Re: A Yacc grammar for HTML

Peter Flynn (
Thu, 5 Jan 95 07:04:24 EST

> I just finished cooking up something of a yacc grammar for HTML. It's
> not perfect (and I haven't done the tedious part of hammering out the
> lexical analyzer yet) but I've had a lot of motivation lately to cook
> it up:
> * folks ask me point blank "Is there a lex/yacc description of html"?

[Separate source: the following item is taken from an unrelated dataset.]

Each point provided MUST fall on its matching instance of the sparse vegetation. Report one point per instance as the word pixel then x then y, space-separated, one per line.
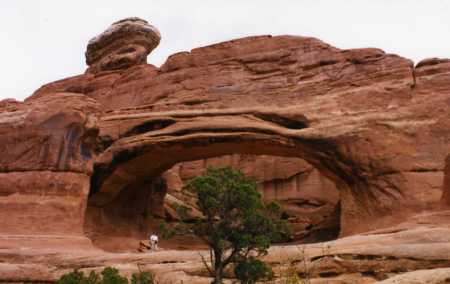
pixel 237 226
pixel 109 275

Not being a lex/yacc user, can someone fill me in on why this would
be useful? It obviously is, otherwise people wouldn't ask for it, but
I'm curious to know why.

> * folks ask me little syntax questions that can be answered by sgmls
> or the html validation service, but I can't point them to a place
> in the HTML spec that will answer their question. I can point them
> to chapter and verse in the SGML standard, but they probably don't have
> a copy of that.

If you have a list of these questions, or if we can arrange for the queries
to be archived, I'd be happy to develop an "Ask Uncle SGML" section for the
FAQ or the spec.

> * It's bothersome that the HTML spec, a freely available IETF document,
> will depend on the SGML standard, which is not readily available to most
> consumers of this spec.

No more so than an arbitrary C program, which you might develop, will
depend on the C language standard, which is not readily available etc etc.

> * HTML itself is somewhat simpler than SGML in general -- it seems silly
> that folks should have to go through the painful process of learning
> how to read the SGML standard and related literature, just to build WWW
> clients.

No more so than I would have to learn a programming language in order to
write a program. If I wanted to develop a yet another compiler compiler,
I'd have to go and learn the language I wanted it to handle...

> Ah... I'm using bison. The version of yacc around here craps out at
> 600 rules.

Q. What's the difference between a buffalo and a bison?
A. You can't wash your hands in a buffalo...